After the snow, the sun dries the road,
steams off the trees and sparrows peck
the dog turds off the tarmac.
Neighbours in new dispute, boundaries
and excluded viewpoints, each clearing
of a green reserve, transgression of use,
and paths that cross a place of history.
Each to their own lives,
to search a hidden governance
a groove of nature from which to gaze.

 

Authors of history in local telling
from direct source or reported second hand,
passages of recollection, diary entry,
scrapbook page, to illuminate and commend.
The road that leads community and utilities,
the services and industry, pastimes
to this time, where the end is known.
History as a shaky bridge,
over what was feared, disgraceful, unmentionable
the pain and pleasure of the slippery heart.

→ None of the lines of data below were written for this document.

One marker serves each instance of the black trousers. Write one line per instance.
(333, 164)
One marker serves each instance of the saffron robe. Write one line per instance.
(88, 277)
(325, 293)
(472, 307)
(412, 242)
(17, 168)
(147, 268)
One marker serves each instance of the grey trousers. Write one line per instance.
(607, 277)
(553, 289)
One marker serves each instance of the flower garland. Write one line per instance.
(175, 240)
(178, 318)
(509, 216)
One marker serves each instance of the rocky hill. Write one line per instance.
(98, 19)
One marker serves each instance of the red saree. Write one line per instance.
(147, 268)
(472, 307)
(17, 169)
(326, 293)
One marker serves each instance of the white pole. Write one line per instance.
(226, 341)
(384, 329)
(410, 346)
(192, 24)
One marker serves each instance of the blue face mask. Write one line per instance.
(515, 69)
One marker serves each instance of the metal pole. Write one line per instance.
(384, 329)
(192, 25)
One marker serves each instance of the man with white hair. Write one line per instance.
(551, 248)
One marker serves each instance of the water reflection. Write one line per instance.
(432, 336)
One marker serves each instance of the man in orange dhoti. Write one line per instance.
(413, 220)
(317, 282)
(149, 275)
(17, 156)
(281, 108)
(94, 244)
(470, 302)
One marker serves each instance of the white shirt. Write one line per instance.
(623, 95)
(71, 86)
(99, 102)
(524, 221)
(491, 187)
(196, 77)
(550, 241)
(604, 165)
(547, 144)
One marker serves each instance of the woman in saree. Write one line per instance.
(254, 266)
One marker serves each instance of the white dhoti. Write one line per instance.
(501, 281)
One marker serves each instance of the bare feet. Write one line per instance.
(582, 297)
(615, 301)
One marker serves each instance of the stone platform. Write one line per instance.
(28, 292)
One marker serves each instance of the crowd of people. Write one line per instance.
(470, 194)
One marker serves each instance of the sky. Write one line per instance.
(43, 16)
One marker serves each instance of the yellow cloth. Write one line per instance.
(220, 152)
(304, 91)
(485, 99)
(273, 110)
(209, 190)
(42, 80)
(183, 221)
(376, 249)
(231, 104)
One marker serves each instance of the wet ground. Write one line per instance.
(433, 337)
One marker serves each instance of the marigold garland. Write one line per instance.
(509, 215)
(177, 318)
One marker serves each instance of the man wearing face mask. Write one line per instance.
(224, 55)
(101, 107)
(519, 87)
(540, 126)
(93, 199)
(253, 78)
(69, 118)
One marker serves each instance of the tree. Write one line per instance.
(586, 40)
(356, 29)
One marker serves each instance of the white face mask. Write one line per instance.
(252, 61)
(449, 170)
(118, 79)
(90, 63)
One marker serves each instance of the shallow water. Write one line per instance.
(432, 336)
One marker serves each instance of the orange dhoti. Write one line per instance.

Shack, Mick and Mungo Lewis with understudies,
open the gate to the harvest,
plums ripening, the crab apple and quince,
undersea the sandbanks rinse gold and silver
flat fish camouflaged from a low net drag,
lie in delusion and endless enchantment,
pure summer days of light that scatters
over the channels, over the Heads
for dear life enters the tunnel of darkness
the ferret and the rabbit live in the dream.

 

Quarries of builder’s stone, the replica
of heritage, monuments engraving past,
struck to split in slabs, to edge off nature
to create the parish of a holy union
dislodged humanity, rocks that savoured cloud,
touched the spinning side show stars.
History to tell, and politics to reconcile,
a striving account of the good of days,
the present condition, the manifold significance

This view of life, more singular
though less defined, than speeding particle,
the Pacific Princess at the Heads,
enters the harbour on the swell,
all seeing frontage from ramshackle street,
presents the unaddressed and unaccounted,
the changing acres, the floating disc
a push against the infinite powers of space.
What holds together? What flies apart?
An atlas holding world of crafts and art.

 

Not to judge — tides sober arrival,
and a household of eighteen,
in a one bedroom cottage.
The purchase of Adelaide and William Lewis
tell of a fisherman’s hard drinking life.
A bible with the names of generations
a piano and a dresser and Adelaide’s fine seam.
Aspiring stories of seine fishermen’s silver catch,
ever fanciful versions sworn on oath to be true.
Language as a net of reality, life slipping through.